Along with a career as a professional athlete, Walston has been grilling his homemade sausages for 40 years, “I just love sausage.” It all started informally, grilling for friends and family at cookouts. “It’s a God-sent product. I thank him for the idea, and the will and the wisdom.” He’s proud of his product and the namesake of his business, Arthur’s Hometown Sausage, after spending years refining it before landing on a 95-percent fat free, all beef recipe. In fact, he calls himself the Other Arthur, rival to another famous Kansas City barbeque business Arthur Bryant’s.

While Walston credits his faith for the push to create his own business, it was a joint venture with and for his children. “I had the product and they had the knowledge,” says Walston. Walston has three sons: Elijah, Arthur III, and Claude; and two daughters: Monica and Marla. The business is co-owned by both Arthurs, Elijah, and Marla. In fact, Walston’s ultimate goal is to retire within the year and leave a growing business in his children’s capable hands.

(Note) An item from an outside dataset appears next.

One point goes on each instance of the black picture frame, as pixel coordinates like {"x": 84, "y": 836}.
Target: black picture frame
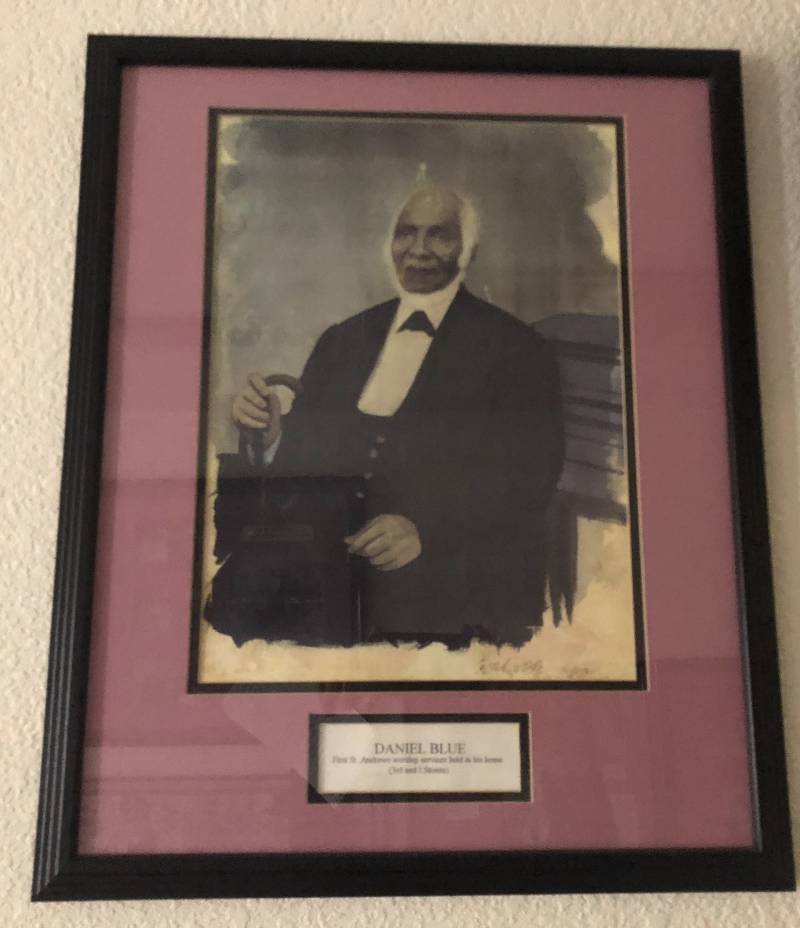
{"x": 60, "y": 871}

Beyond the sausage, Arthur’s Hometown Sausage offers a variety of smoked meats including turkeys, briskets, and ribs, and even occasionally wild game. They currently distribute locally, and often do catering and events with a newly wrapped food truck. Before the pandemic, they were even beginning to ship product but that stopped due to increased complexities during COVID-19. Walston says they took a bit of a pause in sales during the pandemic.

Walston turned to the Urban League of Greater Kansas City and H&R Block program for Black-owned businesses, for financial planning help, advice in keeping down expenses, and marketing support. In the future, he wants to have a couple food trucks as well as brick-and-mortar locations in both Missouri and Kansas, hoping ultimately to have a chain of locations. His children helped expand into social media and pushed forward the idea of a food truck.

For Walston, it’s all about being able to pass something off to his children and see them succeed.

“We’ve got a product that nobody else in the world can make but us, and it’s Kansas City’s own.”